Dear friend,
I want to share a bit more about Quantum's The Cabinet of Dr. Caligari with you.
Back in 1920 when film as an art form was just beginning, a film was made that’s still important to many today: The Cabinet of Dr. Caligari. It’s a full-blown representation of German Expressionism, and it came out of the Weimar Republic in Germany – that democratic experiment when social and artistic movements flourished to a degree that a backlash was sure to come and did – Nazi Germany.
Quantum’s collaborator Jay Ball is knowledgeable of and fascinated by the Weimar Republic and sees parallels to American democracy in the present, in the pendulum swing that shows us liberal movements followed by conservative movements. In his adaptation of The Cabinet of Dr. Caligari there’s room for viewers to further the internal dialog they’re likely having with polarization, and to explore some other ideas about political systems.
Jay has added a ‘framing device’ – a theatre company is putting on a play they wrote based on The Cabinet of Dr Caligari. Not just ANY theatre company but a really influential (and great!) one that rose in Berlin in the 20th century, the Berliner Ensemble, the company of Bertolt Brecht. Brecht believed idealistically in communist principles, in workers as rightful heirs and custodians of 20th century prosperity, and he infused his message with understanding of the human spirit as deeply practical: Mother Courage would sell ANYTHING, including her soul, to feed her children.
Helene Weigel is the woman who stood by Bertolt Brecht at the end of his life (there were other women earlier) and in Quantum’s show, she’s still alive, carrying on as leader of this ensemble for one more show. An aside: Brecht was a bastard who stole writing from the women in his life and passed it off as his own! And yet he gave the world great theatre that influenced us all: Jay Ball, Jed Allen Harris, me, and every member of this cast, a generation younger.

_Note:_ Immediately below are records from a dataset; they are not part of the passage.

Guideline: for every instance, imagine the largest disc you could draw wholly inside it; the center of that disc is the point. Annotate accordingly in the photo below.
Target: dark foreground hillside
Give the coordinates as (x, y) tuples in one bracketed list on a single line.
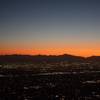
[(50, 86)]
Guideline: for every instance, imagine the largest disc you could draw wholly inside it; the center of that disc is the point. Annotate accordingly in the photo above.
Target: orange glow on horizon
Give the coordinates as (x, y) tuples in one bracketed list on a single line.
[(78, 52)]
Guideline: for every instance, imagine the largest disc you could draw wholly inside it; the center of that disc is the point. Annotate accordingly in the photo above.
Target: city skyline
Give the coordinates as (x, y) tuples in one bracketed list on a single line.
[(50, 27)]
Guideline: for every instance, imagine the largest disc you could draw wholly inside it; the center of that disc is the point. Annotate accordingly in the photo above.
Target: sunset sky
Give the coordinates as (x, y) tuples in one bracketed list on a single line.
[(50, 27)]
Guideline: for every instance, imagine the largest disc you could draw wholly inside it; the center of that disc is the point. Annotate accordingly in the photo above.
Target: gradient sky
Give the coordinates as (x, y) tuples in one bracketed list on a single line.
[(50, 27)]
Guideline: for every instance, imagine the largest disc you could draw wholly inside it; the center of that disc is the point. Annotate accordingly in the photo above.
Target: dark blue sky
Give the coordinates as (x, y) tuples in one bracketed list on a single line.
[(43, 24)]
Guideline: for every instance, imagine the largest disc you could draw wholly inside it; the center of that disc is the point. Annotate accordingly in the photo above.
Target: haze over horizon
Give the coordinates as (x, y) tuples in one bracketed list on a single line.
[(51, 27)]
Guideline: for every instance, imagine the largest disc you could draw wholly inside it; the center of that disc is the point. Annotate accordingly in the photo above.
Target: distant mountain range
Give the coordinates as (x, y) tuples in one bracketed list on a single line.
[(45, 58)]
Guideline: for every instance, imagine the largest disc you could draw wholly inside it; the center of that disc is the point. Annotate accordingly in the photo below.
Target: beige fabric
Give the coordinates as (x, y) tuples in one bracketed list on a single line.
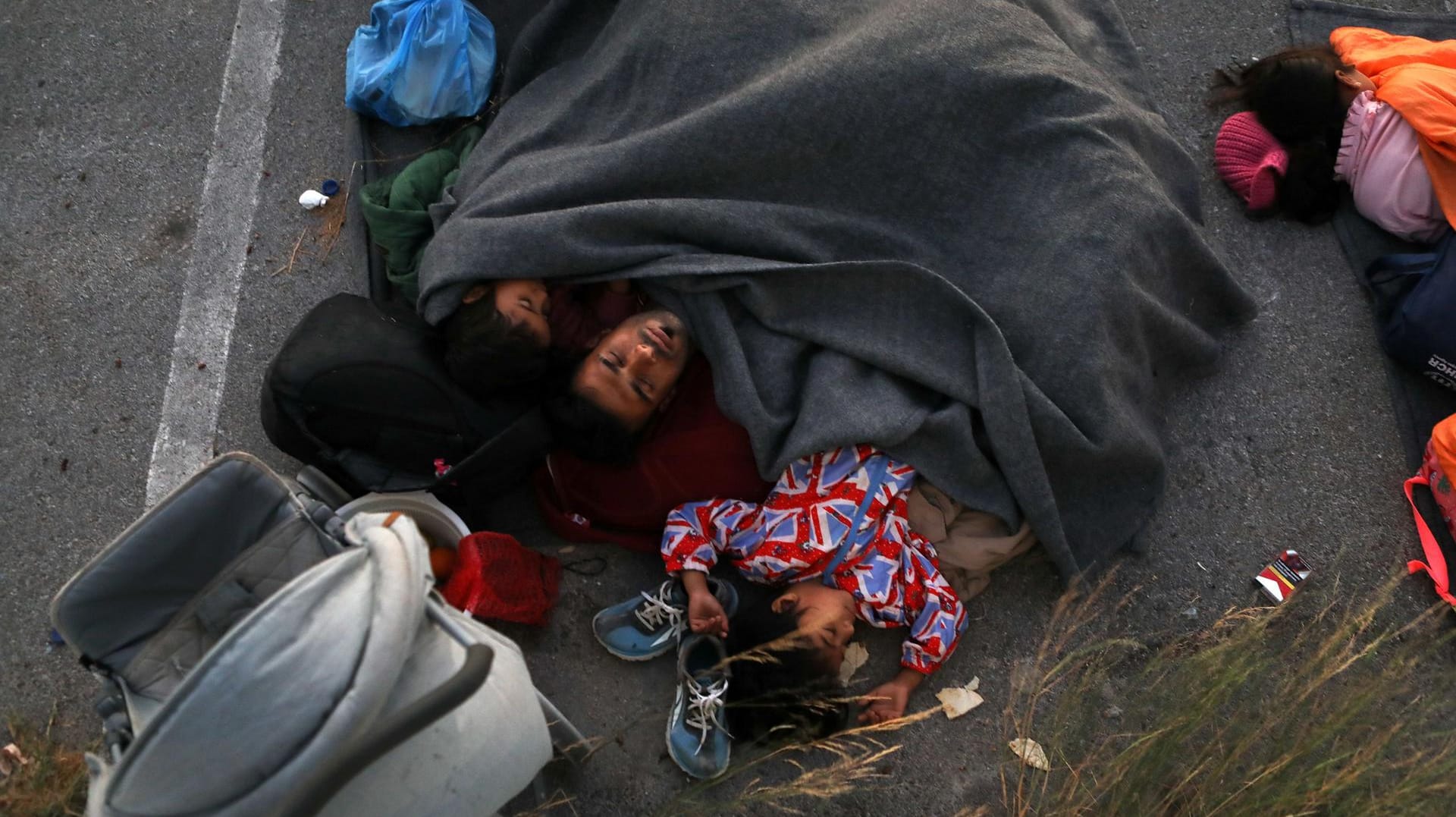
[(971, 544)]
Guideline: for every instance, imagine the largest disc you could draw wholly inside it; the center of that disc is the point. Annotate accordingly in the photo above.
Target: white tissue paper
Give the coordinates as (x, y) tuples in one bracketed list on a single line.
[(312, 199)]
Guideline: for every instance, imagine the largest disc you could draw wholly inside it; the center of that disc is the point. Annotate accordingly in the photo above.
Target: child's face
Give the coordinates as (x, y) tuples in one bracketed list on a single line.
[(525, 303), (826, 617)]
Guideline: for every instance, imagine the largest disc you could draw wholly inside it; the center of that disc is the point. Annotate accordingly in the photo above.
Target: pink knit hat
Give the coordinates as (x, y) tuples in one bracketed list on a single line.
[(1250, 159)]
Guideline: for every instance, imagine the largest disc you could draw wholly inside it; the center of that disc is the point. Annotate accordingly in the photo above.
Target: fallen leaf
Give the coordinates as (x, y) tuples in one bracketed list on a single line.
[(1030, 753), (855, 657), (960, 699), (11, 759)]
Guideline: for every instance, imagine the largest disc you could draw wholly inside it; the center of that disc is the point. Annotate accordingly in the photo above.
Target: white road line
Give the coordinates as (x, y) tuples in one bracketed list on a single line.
[(215, 274)]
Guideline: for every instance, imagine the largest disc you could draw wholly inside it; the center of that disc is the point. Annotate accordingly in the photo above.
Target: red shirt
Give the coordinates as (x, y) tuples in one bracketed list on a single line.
[(693, 454), (582, 313)]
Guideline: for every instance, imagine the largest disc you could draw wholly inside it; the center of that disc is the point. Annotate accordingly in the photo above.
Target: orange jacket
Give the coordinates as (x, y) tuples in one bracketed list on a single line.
[(1443, 445), (1419, 79)]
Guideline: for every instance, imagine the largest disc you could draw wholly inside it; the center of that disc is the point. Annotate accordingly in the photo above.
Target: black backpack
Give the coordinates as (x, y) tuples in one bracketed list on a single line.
[(363, 395)]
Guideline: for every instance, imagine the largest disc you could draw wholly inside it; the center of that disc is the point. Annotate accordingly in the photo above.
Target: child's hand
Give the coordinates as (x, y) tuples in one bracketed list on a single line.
[(705, 615), (887, 701)]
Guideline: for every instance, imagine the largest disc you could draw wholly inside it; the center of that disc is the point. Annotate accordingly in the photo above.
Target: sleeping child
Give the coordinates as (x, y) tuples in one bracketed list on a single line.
[(506, 332), (835, 533), (1370, 109)]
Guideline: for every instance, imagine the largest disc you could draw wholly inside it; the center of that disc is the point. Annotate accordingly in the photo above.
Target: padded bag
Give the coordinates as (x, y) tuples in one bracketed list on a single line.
[(364, 397), (1416, 302)]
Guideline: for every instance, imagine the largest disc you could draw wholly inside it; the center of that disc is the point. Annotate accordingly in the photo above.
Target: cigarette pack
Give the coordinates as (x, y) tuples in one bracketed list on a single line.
[(1283, 576)]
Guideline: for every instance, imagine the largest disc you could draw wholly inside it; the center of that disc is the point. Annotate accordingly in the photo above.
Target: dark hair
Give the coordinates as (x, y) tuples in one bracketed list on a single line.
[(485, 353), (1298, 98), (588, 432), (780, 692)]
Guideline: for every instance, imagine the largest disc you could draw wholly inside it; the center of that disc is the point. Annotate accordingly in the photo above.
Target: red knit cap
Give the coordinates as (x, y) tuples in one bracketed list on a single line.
[(1250, 159)]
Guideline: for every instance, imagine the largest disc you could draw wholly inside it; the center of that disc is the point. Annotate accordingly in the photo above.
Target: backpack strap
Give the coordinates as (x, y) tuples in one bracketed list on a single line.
[(1435, 564)]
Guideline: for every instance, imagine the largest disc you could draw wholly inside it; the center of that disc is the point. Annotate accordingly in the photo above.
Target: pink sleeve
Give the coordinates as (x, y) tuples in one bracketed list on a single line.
[(1381, 158)]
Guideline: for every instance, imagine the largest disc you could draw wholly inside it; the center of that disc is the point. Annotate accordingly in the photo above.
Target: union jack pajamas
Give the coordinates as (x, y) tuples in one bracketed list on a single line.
[(808, 517)]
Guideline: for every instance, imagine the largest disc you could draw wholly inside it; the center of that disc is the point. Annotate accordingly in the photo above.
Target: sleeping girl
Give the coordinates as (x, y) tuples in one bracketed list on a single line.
[(1370, 109), (836, 536)]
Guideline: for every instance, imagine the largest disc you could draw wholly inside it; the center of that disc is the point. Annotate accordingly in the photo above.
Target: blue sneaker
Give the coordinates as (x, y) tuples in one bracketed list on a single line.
[(648, 625), (696, 737)]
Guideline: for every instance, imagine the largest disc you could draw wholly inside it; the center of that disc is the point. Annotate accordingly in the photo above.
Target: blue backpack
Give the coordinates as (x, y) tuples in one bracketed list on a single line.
[(1416, 303)]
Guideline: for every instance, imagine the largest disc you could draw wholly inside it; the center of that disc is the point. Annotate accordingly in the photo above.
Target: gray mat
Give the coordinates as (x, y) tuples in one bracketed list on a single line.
[(1419, 402)]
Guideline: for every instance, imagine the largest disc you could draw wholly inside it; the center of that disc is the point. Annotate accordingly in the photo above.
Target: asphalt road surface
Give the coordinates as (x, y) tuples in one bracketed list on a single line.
[(150, 161)]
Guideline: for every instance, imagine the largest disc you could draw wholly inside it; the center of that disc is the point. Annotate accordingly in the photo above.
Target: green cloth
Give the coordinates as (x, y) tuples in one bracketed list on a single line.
[(397, 207)]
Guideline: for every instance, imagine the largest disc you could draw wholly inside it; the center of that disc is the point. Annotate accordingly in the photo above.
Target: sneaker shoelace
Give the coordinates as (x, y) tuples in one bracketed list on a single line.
[(657, 612), (705, 707)]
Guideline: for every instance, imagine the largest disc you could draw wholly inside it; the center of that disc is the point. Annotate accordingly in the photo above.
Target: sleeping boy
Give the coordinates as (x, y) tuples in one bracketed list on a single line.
[(506, 332), (836, 532)]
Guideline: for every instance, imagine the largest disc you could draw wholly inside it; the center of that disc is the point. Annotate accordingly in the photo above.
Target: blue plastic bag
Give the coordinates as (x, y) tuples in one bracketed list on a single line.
[(421, 60)]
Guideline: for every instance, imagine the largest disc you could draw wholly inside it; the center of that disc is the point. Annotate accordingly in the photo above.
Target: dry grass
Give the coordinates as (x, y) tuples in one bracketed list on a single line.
[(1310, 708), (53, 784)]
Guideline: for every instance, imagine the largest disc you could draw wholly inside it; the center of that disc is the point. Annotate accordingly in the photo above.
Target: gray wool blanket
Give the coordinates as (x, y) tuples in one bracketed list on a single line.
[(954, 229)]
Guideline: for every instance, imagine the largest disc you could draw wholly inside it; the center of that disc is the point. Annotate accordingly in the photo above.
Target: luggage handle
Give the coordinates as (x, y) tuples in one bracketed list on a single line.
[(395, 728), (1435, 564)]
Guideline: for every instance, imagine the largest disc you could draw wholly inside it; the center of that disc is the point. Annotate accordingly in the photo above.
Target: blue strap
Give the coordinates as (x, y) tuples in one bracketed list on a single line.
[(852, 539)]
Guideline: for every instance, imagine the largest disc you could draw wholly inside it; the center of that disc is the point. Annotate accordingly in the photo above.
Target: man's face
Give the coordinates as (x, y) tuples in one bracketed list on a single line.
[(635, 366)]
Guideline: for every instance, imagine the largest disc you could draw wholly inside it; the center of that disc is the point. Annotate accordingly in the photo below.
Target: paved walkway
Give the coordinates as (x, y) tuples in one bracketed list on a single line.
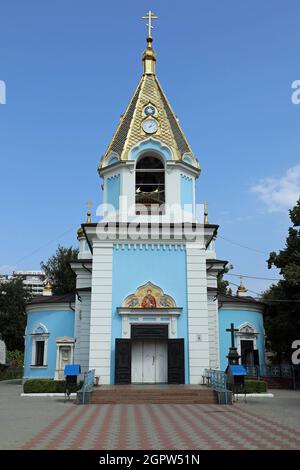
[(40, 423)]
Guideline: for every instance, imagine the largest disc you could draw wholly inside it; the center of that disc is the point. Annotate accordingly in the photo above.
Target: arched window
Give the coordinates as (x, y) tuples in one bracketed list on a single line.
[(39, 351), (150, 181)]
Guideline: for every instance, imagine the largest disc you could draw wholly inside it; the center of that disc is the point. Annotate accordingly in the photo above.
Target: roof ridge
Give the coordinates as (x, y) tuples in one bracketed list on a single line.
[(167, 102), (123, 116)]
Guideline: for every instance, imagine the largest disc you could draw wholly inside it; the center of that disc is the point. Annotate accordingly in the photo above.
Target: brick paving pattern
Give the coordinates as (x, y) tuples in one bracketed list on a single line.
[(146, 426)]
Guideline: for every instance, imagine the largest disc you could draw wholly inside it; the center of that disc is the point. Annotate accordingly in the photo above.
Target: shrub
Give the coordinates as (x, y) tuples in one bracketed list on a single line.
[(47, 386), (255, 386)]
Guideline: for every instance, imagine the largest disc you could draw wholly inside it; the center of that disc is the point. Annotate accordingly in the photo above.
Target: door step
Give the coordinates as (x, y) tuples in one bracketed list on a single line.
[(156, 394)]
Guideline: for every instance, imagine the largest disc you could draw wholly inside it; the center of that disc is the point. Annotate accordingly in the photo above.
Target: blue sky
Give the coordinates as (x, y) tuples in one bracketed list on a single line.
[(70, 68)]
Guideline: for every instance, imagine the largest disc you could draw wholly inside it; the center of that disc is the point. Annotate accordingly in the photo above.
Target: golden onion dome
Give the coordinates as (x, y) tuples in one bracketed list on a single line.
[(80, 233)]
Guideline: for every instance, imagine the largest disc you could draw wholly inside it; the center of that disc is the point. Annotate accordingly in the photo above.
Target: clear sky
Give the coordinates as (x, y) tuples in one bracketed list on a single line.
[(70, 67)]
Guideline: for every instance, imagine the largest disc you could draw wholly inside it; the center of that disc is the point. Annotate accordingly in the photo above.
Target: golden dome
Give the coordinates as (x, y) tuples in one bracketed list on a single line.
[(80, 233)]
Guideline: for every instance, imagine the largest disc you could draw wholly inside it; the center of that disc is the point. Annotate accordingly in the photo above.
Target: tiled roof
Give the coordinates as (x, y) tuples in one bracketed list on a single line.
[(53, 299), (129, 131)]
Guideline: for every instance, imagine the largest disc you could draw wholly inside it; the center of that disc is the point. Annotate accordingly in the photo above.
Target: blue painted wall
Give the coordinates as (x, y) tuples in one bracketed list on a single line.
[(58, 323), (165, 268), (238, 317), (113, 191), (187, 193)]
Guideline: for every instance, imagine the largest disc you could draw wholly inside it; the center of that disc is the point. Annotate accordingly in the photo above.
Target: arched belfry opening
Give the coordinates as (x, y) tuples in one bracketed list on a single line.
[(150, 181)]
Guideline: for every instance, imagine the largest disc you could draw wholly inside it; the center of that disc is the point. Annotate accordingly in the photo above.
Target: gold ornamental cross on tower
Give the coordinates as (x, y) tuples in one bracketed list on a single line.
[(150, 16)]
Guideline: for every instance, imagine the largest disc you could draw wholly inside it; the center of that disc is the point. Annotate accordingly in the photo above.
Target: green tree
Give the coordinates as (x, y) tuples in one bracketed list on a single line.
[(13, 298), (282, 319), (58, 271)]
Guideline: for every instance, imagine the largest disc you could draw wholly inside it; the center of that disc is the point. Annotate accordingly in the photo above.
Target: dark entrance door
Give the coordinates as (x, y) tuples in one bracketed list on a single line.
[(249, 355), (176, 361), (123, 361)]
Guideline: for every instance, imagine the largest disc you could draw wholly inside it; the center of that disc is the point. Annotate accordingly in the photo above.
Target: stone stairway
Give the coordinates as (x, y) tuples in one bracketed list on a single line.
[(136, 394)]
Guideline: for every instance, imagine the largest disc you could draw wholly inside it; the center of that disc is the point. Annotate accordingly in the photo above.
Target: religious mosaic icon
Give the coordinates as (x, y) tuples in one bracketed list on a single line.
[(149, 296), (150, 126), (149, 300)]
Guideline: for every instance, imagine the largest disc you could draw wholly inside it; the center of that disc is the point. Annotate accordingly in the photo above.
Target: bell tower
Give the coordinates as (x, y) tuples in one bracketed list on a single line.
[(149, 167)]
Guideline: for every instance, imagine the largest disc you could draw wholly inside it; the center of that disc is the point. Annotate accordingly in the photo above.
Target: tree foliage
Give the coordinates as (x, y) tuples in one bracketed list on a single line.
[(13, 298), (58, 271), (282, 320)]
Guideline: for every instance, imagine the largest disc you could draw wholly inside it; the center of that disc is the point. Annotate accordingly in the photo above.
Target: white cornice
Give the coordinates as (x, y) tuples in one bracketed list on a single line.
[(36, 308)]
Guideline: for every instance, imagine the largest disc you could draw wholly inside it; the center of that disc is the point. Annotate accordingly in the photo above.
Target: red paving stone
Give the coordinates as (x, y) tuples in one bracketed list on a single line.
[(163, 426)]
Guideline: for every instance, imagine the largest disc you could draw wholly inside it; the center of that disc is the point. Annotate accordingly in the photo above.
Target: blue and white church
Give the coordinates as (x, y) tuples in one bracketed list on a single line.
[(146, 307)]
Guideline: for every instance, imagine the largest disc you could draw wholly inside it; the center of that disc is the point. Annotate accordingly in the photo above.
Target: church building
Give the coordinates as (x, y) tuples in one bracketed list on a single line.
[(146, 307)]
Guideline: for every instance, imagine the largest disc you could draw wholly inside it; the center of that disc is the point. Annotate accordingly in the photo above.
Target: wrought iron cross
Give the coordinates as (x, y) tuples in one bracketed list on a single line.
[(150, 16), (232, 331), (89, 205)]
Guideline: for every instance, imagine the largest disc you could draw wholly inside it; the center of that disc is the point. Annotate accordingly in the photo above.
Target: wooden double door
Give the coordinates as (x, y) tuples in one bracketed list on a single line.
[(149, 361)]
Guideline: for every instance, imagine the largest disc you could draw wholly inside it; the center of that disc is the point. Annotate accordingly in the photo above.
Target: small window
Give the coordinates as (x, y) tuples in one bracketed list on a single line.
[(39, 353), (150, 182)]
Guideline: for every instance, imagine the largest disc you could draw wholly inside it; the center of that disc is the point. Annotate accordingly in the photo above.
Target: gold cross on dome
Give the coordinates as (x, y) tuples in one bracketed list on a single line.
[(89, 205), (150, 16)]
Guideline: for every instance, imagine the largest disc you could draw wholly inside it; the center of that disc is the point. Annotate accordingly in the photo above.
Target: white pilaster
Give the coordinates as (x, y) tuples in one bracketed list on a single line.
[(213, 328), (197, 310), (101, 310)]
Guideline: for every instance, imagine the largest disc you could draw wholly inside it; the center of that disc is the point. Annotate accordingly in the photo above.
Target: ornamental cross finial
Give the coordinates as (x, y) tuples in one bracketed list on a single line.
[(89, 205), (150, 16)]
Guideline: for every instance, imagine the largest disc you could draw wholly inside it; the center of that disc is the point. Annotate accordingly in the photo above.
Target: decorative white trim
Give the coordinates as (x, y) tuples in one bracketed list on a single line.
[(49, 307), (140, 148), (139, 318)]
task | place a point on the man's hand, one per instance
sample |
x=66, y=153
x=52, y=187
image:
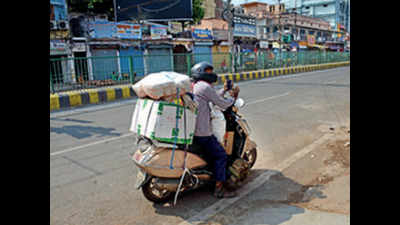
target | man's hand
x=228, y=86
x=235, y=92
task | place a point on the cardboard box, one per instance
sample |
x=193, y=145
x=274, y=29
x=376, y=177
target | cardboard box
x=157, y=120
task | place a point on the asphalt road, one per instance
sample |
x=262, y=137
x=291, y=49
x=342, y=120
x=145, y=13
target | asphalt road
x=92, y=177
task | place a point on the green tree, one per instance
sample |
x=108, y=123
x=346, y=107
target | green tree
x=107, y=7
x=92, y=6
x=198, y=11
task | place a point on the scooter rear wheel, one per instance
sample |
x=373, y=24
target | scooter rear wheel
x=152, y=194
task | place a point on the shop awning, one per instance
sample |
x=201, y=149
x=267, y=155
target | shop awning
x=318, y=46
x=275, y=45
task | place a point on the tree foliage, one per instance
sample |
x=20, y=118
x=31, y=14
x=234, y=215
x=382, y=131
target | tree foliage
x=107, y=7
x=198, y=11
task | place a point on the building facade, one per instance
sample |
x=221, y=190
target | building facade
x=334, y=11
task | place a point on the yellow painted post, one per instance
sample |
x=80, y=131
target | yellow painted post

So, the Berliner Ensemble, led by Helene Weigel, invokes the spirit of Brecht to offer The Cabinet of Dr. Caligari, and to warn against rising fascism, and how a democracy might want to be wary of a lurking backlash to free thinking and progressive social movements. Weigel, in her idealistic focus on Communism, doesn’t look too hard at Capitalism. But Quantum’s production does. A series of ads, newsreels, diversions made on screen by projection designer Joe Seamans pokes fun at blithe capitalism run amok, where cigarette companies spawn billionaires on the backs (lungs?) of the citizenry and British flappers dance themselves into forgetfulness of the war that killed their husbands and brothers. Joe’s work on screen isn’t all fun. He also shows the horror of war. And Quantum’s The Cabinet of Dr. Caligari can rightly be thought to fall in the genre of horror.